Figure 7. A more complete analysis of the data uses a model to predict the background tectonic motion and estimates and removes annual and semiannual components of seasonal noise. The trends in episodic tectonic deformation (called slow-slip events—check out site ALBH) and time-varying volcanic deformation are easier to identify in this plot.


Figure 2. Locations of GPS sites around Mount St. Helens, with P698 shown in pink. What direction would you expect P698 to move when the volcano is building to an eruption? What about during an eruption? (Map from Google Maps and the UNAVCO Data Archive Interface)

Figure 4. Winter comes early to Mount St. Helens and snow typically blankets its slopes through mid-June. Fortunately, station P698 is low enough where icing of the antenna is usually not much of a problem. Other stations higher on the mountain are sometimes coated or obscured with rime or buried under snow. (A) Minor icing at PBO station P697. P697 is on the southeast flank of the volcano, directly upslope from and 735 feet higher than P698. The ice affects the GPS signal, making it look like the station is moving when it is not. (B) An extreme case of icing at PBO station P699, to the west of the crater. The radome, the dome protecting the antenna, is barely poking out of the ice. (From USGS Mount St. Helens Professional Paper 1750, Chapter 15)
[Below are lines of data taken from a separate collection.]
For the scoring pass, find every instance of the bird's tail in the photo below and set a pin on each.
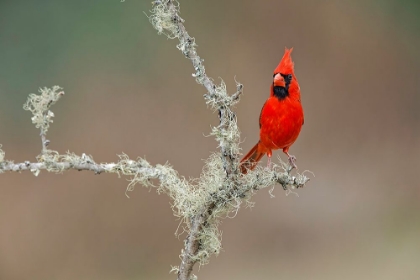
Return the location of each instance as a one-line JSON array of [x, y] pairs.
[[251, 159]]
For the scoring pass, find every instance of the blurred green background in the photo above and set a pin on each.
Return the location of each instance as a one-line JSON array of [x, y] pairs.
[[130, 90]]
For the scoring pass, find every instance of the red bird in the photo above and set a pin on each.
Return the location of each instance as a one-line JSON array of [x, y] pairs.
[[281, 117]]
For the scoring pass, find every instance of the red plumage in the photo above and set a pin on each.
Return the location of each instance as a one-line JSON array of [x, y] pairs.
[[281, 117]]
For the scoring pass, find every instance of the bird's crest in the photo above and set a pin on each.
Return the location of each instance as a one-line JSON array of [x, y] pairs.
[[286, 65]]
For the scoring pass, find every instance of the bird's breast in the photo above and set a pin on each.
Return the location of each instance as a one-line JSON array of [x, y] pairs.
[[281, 122]]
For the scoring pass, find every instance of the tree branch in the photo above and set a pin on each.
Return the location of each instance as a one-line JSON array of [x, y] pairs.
[[200, 203]]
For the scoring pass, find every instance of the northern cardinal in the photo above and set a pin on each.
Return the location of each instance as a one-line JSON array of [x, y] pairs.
[[281, 116]]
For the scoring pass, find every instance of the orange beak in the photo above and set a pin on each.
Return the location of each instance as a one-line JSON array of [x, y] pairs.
[[279, 80]]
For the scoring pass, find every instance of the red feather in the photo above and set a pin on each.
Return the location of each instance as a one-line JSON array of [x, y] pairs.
[[281, 117]]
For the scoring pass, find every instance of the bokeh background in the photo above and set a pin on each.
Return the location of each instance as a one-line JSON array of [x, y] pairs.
[[130, 90]]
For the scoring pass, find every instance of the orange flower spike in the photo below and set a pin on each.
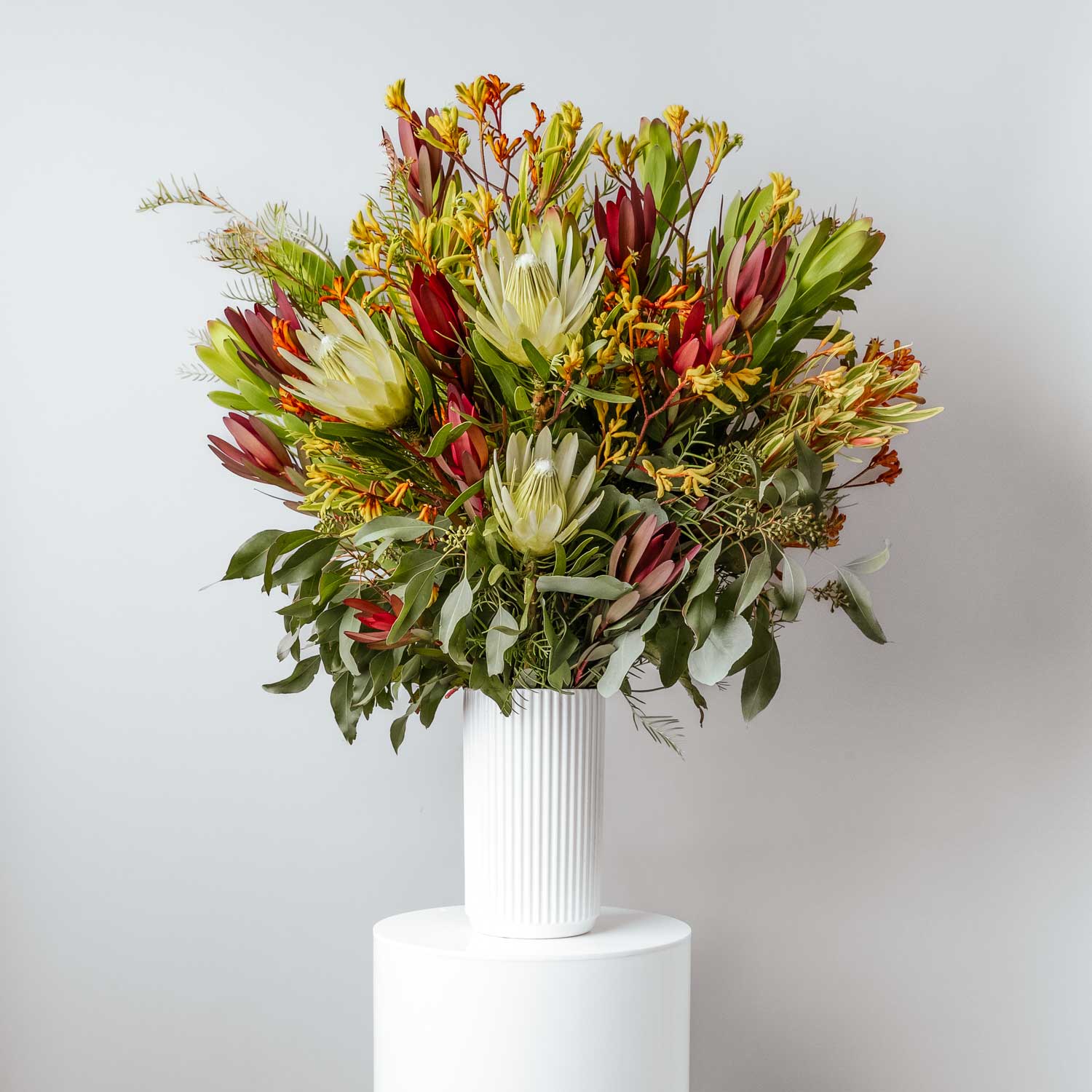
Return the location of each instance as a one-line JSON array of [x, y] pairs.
[[397, 495], [834, 524], [339, 295], [283, 338]]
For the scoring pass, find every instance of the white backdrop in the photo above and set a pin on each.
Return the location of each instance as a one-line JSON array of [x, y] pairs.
[[888, 874]]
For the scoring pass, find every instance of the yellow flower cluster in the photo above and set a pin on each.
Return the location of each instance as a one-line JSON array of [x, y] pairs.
[[692, 480]]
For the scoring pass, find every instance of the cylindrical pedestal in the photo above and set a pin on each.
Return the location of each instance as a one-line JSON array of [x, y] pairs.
[[459, 1011], [533, 812]]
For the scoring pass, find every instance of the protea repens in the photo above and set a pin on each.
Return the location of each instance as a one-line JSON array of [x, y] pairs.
[[537, 500], [646, 556], [352, 371], [628, 225], [539, 295], [260, 456], [753, 286]]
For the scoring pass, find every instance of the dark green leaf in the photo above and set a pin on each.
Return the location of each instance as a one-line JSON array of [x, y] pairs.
[[249, 559], [399, 731], [602, 395], [860, 606], [341, 701], [282, 545], [471, 491], [393, 529], [306, 561], [674, 642], [299, 679], [761, 681], [700, 614], [758, 572]]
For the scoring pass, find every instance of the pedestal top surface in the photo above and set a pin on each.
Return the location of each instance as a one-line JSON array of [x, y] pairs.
[[617, 933]]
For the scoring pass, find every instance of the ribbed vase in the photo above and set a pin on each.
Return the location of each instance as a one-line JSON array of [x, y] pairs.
[[533, 812]]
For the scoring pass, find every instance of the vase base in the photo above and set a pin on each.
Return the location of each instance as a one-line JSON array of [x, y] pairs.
[[460, 1011], [553, 930]]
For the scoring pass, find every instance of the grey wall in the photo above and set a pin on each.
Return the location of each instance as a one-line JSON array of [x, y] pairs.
[[888, 875]]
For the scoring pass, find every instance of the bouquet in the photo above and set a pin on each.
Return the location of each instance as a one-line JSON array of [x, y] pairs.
[[545, 428]]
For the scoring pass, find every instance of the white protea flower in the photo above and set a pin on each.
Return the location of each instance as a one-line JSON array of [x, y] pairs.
[[537, 295], [354, 373], [537, 500]]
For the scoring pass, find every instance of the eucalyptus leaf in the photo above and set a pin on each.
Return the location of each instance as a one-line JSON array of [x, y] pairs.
[[794, 587], [705, 572], [598, 587], [456, 605], [761, 681], [602, 395], [860, 606], [392, 529], [301, 678], [249, 559], [674, 642], [871, 563], [628, 649], [399, 731], [341, 700], [758, 572], [729, 639], [502, 636], [345, 644], [305, 561]]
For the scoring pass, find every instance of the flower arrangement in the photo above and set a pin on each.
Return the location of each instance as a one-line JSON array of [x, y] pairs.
[[544, 434]]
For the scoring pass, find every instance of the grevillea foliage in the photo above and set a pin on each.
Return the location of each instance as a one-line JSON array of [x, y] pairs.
[[543, 432]]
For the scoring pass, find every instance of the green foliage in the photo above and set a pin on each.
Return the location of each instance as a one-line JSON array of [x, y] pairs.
[[718, 452]]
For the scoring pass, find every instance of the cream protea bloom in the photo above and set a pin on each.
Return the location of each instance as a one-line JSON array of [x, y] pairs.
[[537, 502], [537, 295], [354, 373]]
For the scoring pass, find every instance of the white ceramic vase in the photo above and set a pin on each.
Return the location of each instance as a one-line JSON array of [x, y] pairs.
[[533, 812]]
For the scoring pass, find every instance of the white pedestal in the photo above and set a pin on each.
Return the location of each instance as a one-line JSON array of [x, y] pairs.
[[459, 1011]]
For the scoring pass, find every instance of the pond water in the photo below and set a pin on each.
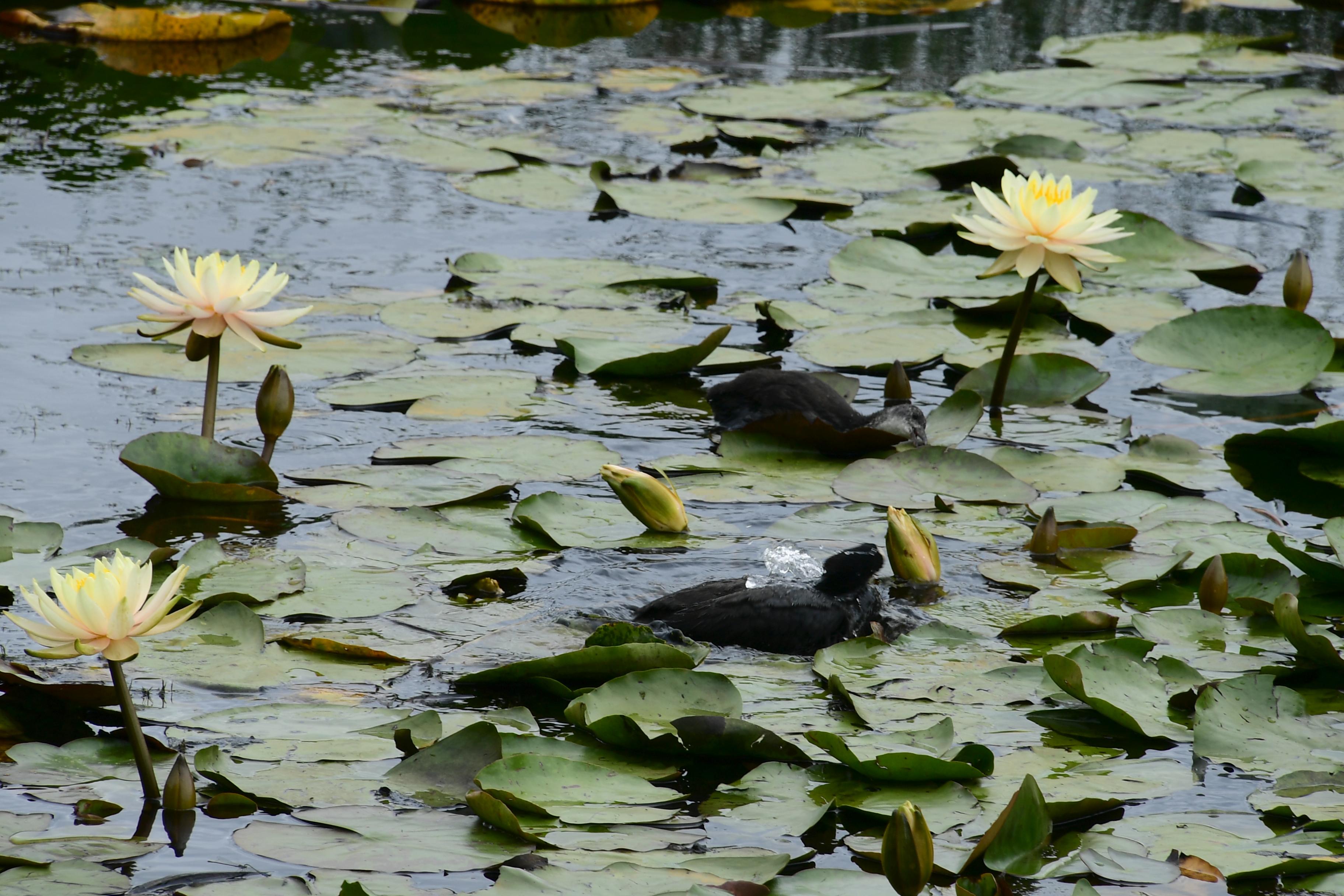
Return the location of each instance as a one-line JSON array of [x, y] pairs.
[[91, 191]]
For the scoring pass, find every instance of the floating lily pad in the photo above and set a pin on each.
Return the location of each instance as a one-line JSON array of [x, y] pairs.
[[1168, 54], [351, 486], [574, 792], [637, 710], [619, 358], [591, 665], [377, 839], [1070, 88], [1121, 687], [322, 358], [1038, 379], [1249, 350], [807, 101], [541, 459], [193, 468], [466, 531], [914, 477]]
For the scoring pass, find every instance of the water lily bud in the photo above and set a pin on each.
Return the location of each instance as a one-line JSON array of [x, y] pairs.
[[652, 503], [908, 851], [181, 788], [1213, 586], [198, 347], [898, 385], [912, 550], [1045, 538], [1298, 283], [275, 403]]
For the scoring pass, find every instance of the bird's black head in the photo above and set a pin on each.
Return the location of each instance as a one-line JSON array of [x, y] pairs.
[[850, 570]]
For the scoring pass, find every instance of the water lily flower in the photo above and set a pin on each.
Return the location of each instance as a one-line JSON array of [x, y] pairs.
[[103, 612], [218, 295], [652, 503], [912, 550], [1039, 222]]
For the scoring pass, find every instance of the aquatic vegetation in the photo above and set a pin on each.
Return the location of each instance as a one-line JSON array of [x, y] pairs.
[[420, 638]]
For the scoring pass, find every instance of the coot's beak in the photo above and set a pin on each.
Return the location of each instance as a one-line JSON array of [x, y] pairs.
[[652, 503], [912, 550]]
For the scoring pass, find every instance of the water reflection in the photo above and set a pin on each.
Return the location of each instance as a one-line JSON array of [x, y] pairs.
[[562, 26], [167, 522]]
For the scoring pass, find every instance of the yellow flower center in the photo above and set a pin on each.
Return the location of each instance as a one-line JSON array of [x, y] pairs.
[[1053, 193]]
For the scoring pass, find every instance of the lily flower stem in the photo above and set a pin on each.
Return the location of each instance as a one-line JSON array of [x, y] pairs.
[[137, 738], [207, 417], [1019, 322]]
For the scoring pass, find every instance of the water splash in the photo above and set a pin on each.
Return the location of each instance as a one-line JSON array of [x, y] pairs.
[[785, 563]]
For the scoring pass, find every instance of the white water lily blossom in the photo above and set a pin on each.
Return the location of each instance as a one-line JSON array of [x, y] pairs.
[[216, 295], [1039, 222], [103, 612]]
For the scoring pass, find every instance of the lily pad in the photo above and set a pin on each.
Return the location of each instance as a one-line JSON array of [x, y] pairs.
[[351, 486], [1249, 350], [914, 477], [321, 359], [377, 839], [193, 468], [619, 358], [1039, 379]]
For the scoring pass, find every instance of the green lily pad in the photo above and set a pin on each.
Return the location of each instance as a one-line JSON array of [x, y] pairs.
[[1156, 257], [1070, 88], [1038, 379], [637, 710], [1249, 350], [377, 839], [1058, 470], [574, 792], [322, 358], [463, 530], [351, 486], [525, 459], [193, 468], [619, 358], [466, 394], [914, 477], [1119, 686], [70, 878], [730, 201], [890, 265], [1168, 54], [916, 213], [591, 665], [1295, 467], [807, 101]]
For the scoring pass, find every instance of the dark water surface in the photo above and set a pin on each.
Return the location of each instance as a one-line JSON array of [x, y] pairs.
[[77, 216]]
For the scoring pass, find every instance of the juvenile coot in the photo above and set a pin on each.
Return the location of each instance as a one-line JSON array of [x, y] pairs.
[[803, 409], [784, 617]]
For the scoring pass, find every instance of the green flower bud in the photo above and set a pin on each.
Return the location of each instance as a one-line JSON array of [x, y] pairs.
[[1298, 283], [908, 851], [1213, 586], [912, 550], [652, 503], [1045, 538], [275, 403], [898, 385], [181, 788]]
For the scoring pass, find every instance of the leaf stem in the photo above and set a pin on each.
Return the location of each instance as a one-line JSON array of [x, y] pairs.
[[207, 417], [1019, 322], [137, 738]]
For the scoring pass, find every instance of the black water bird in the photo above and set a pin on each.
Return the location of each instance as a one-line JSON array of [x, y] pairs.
[[790, 617], [800, 407]]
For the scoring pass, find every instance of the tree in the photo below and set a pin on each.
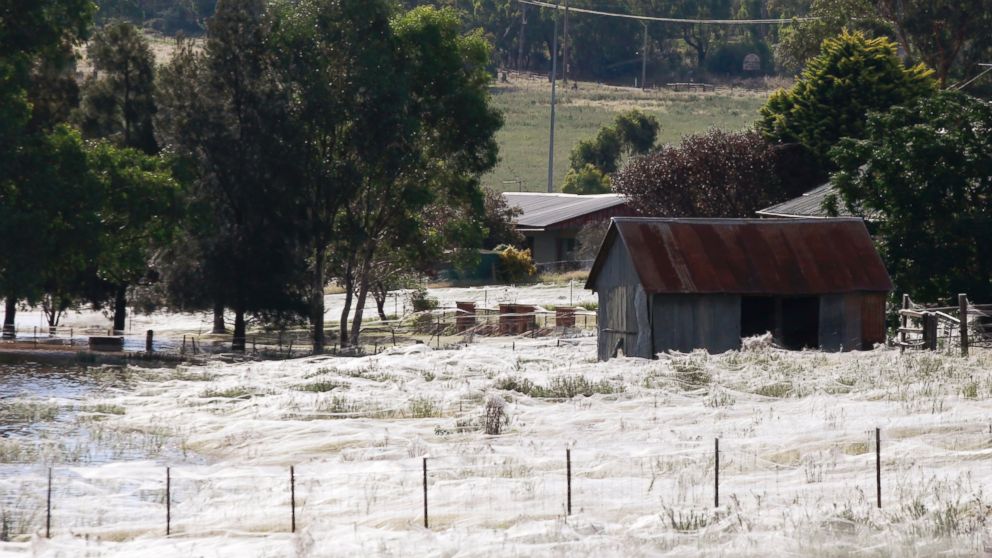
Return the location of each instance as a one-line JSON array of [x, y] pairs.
[[924, 174], [716, 174], [49, 221], [498, 219], [230, 117], [700, 37], [447, 104], [339, 59], [938, 31], [118, 98], [593, 161], [36, 40], [831, 98], [586, 181], [138, 214], [802, 40]]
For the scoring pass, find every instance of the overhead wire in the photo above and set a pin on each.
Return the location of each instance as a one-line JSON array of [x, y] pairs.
[[571, 9]]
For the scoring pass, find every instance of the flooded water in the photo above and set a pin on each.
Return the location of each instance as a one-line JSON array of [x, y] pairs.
[[59, 414]]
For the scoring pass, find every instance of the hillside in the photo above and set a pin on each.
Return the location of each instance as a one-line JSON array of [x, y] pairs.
[[526, 100]]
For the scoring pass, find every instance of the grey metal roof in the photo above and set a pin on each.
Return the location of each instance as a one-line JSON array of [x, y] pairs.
[[809, 204], [543, 210]]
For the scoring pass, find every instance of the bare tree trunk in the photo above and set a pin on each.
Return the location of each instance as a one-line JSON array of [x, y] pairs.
[[379, 293], [317, 301], [9, 313], [363, 291], [349, 293], [219, 326], [120, 308], [240, 330]]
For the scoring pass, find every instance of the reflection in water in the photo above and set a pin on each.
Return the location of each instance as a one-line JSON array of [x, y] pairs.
[[60, 414]]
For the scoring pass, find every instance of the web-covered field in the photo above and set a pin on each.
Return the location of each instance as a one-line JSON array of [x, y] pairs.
[[797, 456]]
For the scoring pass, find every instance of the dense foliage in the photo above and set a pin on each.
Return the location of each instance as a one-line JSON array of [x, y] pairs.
[[851, 76], [716, 174], [593, 161], [923, 175], [947, 35]]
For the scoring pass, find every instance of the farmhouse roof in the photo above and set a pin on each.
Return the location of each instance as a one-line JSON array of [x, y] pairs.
[[810, 204], [748, 256], [541, 211]]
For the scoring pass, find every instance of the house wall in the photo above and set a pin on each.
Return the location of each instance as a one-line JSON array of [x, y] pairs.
[[872, 319], [544, 246], [621, 306], [684, 322], [840, 322]]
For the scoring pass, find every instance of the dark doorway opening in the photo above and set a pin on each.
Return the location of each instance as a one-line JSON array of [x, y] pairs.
[[801, 322], [757, 315]]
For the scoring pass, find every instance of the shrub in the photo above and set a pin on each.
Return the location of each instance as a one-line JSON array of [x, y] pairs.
[[420, 301], [715, 174], [494, 417], [515, 265]]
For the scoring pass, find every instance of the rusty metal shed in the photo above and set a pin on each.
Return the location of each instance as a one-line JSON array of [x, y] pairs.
[[683, 284]]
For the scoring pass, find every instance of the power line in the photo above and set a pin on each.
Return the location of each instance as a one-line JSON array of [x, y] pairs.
[[670, 19]]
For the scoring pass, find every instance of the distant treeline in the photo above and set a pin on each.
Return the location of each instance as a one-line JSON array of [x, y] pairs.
[[609, 49]]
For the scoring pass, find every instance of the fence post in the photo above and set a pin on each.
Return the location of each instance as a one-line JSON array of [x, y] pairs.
[[48, 507], [568, 476], [426, 525], [963, 315], [878, 466], [168, 502], [292, 498], [716, 472]]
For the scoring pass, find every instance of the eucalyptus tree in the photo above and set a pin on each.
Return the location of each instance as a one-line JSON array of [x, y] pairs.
[[226, 111]]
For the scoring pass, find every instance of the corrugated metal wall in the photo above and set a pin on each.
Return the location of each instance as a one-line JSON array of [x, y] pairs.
[[840, 322], [686, 322], [617, 286], [872, 319]]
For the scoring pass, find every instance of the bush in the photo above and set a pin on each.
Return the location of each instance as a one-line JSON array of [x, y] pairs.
[[715, 174], [588, 180], [420, 301], [494, 417], [515, 265], [832, 97]]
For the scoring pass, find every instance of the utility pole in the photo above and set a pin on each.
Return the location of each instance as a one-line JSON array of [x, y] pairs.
[[523, 34], [644, 58], [554, 85], [564, 49]]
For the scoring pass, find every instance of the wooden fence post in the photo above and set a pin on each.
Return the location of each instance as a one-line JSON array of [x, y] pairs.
[[963, 315], [292, 498], [426, 525], [716, 473], [568, 476], [168, 502], [48, 507], [878, 466]]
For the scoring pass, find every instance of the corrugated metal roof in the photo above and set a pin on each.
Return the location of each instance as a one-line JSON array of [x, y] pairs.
[[544, 210], [809, 204], [749, 256]]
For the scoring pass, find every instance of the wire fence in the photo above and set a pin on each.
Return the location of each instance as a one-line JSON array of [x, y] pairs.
[[687, 485], [441, 327]]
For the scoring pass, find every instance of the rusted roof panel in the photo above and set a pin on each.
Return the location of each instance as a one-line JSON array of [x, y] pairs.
[[750, 256]]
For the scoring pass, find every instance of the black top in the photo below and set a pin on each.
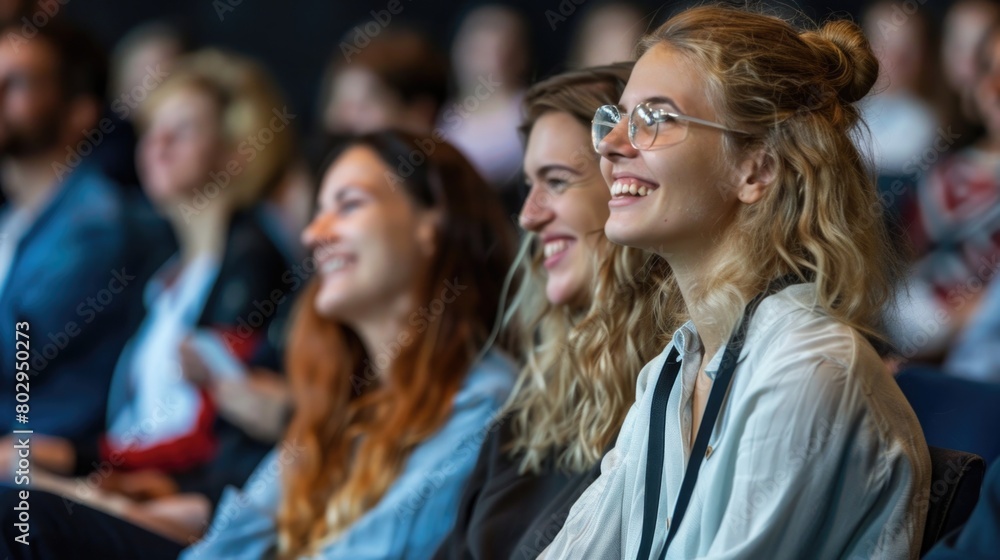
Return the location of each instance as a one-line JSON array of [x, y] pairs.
[[504, 515]]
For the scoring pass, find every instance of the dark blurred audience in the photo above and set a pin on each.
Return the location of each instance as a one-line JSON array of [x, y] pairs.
[[965, 26], [73, 257], [955, 229], [399, 80], [140, 62], [606, 34], [392, 384], [216, 135], [901, 116]]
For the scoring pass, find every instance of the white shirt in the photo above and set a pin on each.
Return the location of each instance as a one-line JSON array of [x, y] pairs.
[[159, 404], [815, 454]]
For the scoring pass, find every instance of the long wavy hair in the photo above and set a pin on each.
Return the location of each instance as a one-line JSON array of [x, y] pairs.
[[357, 428], [795, 91], [578, 379]]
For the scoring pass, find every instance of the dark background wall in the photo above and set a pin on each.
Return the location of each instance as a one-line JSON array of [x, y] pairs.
[[295, 38]]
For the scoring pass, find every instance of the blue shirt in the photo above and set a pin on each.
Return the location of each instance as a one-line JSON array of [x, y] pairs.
[[72, 278], [413, 516], [816, 453]]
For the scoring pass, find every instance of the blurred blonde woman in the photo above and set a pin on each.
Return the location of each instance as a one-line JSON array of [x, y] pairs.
[[585, 308], [215, 137]]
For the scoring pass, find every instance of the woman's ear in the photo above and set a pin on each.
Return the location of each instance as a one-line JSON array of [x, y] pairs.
[[427, 231], [757, 172]]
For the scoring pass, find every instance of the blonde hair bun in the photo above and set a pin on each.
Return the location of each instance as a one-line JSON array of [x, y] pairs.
[[846, 54]]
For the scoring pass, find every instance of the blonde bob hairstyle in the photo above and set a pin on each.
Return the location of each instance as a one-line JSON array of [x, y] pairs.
[[795, 91], [248, 104], [578, 380]]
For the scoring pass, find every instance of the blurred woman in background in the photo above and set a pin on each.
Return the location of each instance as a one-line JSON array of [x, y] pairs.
[[393, 389], [579, 378], [205, 161]]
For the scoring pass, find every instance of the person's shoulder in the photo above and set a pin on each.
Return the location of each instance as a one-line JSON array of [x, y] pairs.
[[490, 378], [94, 198], [797, 335]]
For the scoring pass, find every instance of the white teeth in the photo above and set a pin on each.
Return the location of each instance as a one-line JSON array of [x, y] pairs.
[[553, 247], [621, 188], [334, 264]]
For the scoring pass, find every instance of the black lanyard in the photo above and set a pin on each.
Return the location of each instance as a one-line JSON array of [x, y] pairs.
[[657, 426]]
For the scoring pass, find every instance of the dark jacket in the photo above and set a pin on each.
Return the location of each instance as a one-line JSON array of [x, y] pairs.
[[505, 515], [980, 538], [248, 304]]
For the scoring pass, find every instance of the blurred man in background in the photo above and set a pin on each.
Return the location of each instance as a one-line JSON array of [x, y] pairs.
[[70, 270]]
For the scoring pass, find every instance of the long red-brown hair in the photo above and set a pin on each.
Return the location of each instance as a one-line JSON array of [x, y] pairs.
[[356, 427]]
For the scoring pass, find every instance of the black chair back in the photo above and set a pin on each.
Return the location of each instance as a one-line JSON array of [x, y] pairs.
[[956, 477]]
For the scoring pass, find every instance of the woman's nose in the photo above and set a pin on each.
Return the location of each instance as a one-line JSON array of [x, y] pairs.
[[319, 231], [537, 210]]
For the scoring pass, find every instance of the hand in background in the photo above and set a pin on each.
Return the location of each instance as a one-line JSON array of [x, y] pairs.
[[258, 404], [139, 485]]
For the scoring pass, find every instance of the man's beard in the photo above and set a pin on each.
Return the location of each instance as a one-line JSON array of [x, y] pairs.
[[22, 141]]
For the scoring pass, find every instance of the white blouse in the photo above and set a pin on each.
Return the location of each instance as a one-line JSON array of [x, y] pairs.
[[815, 454]]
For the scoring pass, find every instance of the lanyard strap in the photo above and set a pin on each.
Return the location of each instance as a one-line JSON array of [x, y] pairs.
[[657, 427]]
Figure 6. Position changes for P698 cleaned (with the ongoing tectonic motion removed). Click here to see an updated cleaned time series through the PBO website.

Figure 8. Data from all the deformation monitoring stations is combined to create a source model that can reproduce the deformation we observe. The map shows velocity vectors for Oct. 2004 to Oct 2005 in black. The velocity vectors for the model are shown in red. The center of the modeled underground source is shown as a red cross. The better the arrows match, the better the fit of the model. (From USGS Mount St. Helens Professional Paper 1750, Chapter 15)

Spotlight Questions

  • What are the different processes affecting the P698 data? What three different types of motion do you see? What is the source of the seasonal pattern not caused by motion of the GPS site?
  • Of Figures 5, 6, and 7, which do you think best shows the volcanic motion? Why?
  • What direction was P698 moving at the start of the 2004-2008 eruption? Is this what you would expect, based on the location of P698 relative to the volcano's crater? Why or why not?